The reality could be that the Conservatives will accept the verdict and rally together, especially if Corbyn refuses to budge or, indeed, wins another leadership election. The Labour membership reject the PLP and its a moot point whether even with a new leader they would actually win an election.

The Conservatives might not want an election and they were voted in again only a year ago, in 2015 and have till 2020 to sort out the terms of exit. Labour looks in an even worse position and its MPs look like sore losers who are intent on thwarting the electorates verdict in a referendum they never wanted.

The longer this political crisis drags on, the worse economically it could be for Britain but even more for the weaker Eurozone states and even the stronger ones led by other walking political corpses such as France's Hollande and Germany's discredited Angela Merkel. Hollande is unlikely to survive after 2017.

Other EU economies that had pulled out of the effects of the 2008 economic crisis could be plunged back into further economic instability in ways that could seriously affect political stability. Greece is the most obvious and Germany shows no sign of abandoning the folly of the Euro that is fueling political extremism via austerity.

Despite what pro-EU and Remain advocates argue, Britain does have a strong bargaining hand in demanding certain EU policies such as unlimited freedom of movement change or are altered. For all the talk of 'values', ultimately it is political and economic stability and power that will decide.

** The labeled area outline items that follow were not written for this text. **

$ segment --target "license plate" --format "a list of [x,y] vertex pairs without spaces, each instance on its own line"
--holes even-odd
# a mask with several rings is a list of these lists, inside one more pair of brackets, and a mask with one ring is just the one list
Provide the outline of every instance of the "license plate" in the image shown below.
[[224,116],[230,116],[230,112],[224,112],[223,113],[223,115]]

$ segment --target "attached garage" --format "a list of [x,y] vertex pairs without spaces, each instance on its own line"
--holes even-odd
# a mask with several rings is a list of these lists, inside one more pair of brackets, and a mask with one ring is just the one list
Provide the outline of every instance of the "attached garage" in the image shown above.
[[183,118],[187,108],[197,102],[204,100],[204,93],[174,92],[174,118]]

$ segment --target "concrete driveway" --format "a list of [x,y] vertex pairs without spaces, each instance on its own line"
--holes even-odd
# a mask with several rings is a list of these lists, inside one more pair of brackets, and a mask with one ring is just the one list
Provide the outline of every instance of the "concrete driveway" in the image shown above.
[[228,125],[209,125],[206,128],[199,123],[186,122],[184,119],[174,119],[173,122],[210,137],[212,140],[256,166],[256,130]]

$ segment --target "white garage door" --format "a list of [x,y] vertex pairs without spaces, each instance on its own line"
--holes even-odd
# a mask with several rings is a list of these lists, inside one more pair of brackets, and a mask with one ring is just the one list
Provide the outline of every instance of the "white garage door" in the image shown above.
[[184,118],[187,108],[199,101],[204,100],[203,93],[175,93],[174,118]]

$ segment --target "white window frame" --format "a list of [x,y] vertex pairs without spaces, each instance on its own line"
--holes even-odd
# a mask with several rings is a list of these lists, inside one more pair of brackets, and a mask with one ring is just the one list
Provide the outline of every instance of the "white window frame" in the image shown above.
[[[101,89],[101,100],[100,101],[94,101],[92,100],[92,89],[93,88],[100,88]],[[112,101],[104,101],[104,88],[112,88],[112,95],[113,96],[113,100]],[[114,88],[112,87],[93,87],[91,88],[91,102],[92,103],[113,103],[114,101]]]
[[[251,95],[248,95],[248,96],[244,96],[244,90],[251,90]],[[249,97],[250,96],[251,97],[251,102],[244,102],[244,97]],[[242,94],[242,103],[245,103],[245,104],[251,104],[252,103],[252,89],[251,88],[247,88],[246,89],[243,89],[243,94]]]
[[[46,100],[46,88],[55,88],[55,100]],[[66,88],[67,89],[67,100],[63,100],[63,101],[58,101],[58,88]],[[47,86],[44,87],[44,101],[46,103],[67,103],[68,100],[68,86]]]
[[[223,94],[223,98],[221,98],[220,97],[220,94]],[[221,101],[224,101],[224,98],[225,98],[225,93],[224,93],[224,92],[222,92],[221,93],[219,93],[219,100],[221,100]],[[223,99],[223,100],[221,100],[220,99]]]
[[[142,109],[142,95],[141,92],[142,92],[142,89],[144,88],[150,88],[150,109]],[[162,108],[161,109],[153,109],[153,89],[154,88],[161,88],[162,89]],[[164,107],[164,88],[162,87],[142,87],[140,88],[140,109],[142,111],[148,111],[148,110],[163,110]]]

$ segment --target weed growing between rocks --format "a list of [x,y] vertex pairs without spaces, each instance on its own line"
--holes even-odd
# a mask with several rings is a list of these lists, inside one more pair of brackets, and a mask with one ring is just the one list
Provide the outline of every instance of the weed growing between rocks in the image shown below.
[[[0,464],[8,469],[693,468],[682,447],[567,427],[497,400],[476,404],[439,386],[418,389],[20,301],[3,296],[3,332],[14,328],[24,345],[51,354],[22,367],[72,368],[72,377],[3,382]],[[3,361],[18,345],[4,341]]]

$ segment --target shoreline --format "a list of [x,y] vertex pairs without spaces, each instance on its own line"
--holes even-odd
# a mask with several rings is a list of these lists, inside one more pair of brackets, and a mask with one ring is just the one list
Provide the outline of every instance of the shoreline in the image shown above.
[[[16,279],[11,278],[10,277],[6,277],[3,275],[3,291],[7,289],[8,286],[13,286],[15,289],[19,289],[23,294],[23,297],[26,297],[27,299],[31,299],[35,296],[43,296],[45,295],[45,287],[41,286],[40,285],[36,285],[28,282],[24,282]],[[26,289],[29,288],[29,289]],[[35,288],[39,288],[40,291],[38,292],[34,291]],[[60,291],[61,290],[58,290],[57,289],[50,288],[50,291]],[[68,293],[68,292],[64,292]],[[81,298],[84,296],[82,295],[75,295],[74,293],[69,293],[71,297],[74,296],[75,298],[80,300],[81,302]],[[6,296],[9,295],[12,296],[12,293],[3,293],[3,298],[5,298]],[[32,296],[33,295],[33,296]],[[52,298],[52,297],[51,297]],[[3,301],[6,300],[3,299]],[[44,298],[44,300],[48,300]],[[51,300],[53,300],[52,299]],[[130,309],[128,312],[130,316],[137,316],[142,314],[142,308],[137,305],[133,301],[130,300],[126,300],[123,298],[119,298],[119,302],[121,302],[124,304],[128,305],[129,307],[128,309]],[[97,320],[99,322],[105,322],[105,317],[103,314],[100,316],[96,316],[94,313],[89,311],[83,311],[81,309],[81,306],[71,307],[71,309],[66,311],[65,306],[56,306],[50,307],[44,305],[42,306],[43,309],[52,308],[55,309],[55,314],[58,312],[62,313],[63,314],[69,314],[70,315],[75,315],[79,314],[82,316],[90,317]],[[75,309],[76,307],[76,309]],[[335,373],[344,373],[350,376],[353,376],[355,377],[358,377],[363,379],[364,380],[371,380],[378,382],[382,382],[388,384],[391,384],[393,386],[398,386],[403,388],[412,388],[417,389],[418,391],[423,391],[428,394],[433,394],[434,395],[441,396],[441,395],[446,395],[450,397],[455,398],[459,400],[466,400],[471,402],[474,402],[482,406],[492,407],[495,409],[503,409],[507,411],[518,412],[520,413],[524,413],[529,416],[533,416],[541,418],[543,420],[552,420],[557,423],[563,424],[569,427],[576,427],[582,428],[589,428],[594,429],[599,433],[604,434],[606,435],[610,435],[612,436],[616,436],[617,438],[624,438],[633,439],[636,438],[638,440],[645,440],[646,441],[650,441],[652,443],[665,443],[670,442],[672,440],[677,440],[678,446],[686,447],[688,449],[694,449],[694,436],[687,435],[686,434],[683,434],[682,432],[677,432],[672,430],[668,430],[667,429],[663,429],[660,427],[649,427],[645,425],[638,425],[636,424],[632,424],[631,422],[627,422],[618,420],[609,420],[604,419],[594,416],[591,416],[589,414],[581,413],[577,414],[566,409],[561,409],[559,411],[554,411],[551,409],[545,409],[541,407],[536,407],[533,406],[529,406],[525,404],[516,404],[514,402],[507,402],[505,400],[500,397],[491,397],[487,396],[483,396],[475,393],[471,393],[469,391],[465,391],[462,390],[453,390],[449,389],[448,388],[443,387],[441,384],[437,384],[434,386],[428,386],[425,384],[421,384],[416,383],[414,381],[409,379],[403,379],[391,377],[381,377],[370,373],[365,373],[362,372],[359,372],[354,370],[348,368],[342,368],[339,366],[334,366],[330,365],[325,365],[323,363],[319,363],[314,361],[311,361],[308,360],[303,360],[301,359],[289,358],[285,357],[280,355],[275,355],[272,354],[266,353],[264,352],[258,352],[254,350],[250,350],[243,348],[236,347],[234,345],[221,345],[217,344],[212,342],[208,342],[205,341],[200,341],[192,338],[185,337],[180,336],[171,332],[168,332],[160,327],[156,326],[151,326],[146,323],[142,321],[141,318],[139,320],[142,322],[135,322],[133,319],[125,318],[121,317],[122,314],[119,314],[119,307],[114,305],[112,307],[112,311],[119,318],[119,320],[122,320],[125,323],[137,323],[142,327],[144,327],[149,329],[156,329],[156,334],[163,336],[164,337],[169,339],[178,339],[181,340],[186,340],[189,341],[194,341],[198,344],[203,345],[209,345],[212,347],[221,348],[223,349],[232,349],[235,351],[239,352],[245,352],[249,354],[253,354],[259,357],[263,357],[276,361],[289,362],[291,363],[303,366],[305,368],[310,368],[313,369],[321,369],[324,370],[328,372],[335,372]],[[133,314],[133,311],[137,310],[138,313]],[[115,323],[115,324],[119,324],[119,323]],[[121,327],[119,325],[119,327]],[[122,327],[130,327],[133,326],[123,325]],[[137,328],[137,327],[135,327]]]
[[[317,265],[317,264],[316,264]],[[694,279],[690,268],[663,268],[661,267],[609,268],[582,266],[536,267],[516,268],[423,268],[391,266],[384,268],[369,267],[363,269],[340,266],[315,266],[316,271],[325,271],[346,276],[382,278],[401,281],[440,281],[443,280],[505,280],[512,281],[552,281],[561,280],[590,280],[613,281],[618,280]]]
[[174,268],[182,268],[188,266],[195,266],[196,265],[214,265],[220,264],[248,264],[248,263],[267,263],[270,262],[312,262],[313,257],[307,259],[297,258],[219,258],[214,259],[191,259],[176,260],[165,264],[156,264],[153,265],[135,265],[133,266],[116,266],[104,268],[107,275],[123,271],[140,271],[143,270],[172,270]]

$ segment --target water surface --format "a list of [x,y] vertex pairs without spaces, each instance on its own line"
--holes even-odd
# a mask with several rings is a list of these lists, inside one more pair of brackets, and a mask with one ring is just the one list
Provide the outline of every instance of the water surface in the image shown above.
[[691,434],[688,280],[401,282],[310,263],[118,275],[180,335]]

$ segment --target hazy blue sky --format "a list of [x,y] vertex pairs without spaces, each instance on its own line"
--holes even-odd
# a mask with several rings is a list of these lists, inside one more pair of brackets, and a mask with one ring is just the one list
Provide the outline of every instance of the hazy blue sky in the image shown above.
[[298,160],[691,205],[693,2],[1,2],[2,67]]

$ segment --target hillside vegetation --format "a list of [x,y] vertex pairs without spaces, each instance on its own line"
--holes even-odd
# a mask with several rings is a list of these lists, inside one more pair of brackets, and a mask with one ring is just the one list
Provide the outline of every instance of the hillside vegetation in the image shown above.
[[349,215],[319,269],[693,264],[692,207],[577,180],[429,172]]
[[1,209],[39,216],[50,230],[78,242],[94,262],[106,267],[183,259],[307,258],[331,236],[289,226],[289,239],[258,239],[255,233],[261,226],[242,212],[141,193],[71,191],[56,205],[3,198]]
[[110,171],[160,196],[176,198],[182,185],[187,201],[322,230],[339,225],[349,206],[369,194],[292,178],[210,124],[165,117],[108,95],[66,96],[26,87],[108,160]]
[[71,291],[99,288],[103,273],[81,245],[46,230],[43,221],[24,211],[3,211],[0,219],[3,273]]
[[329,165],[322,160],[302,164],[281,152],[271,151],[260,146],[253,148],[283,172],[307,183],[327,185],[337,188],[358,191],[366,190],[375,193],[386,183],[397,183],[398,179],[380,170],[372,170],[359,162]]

Economist Larry Summers made it clear that while there are indeed economic costs for Britain, there is far more politically at stake, which is not to suggest that over a longer period the political instability could not have further economic consequences for the rest of the EU, even Germany, Britain's biggest trade partner.

As Summers puts it,
'For Britain, the economic effects are two sided. On the one hand, a major jolt has been delivered to confidence, to future unity and down the road to trade. On the other, the currency has become more competitive, and liquidity will be in very ample supply...As suggested by the fact that stock markets in Italy and Spain are down almost twice as much as in the UK, the prospects for Europe may in some ways be worse than for the UK. There is the real risk of "populist exit contagion" in a number of countries. Brexit will rightly be taken as a signal that the political support for global integration is at best waning and at worst collapsing.'
Set against this prospect, the EU is going to have little time for the SNP's attempt to exploit Brexit to push for Scotland doing a deal without London which, in any case, has to agree to another referendum as Alex Salmond, the SNP's former leader clearly pointed out after Sturgeon demanded one.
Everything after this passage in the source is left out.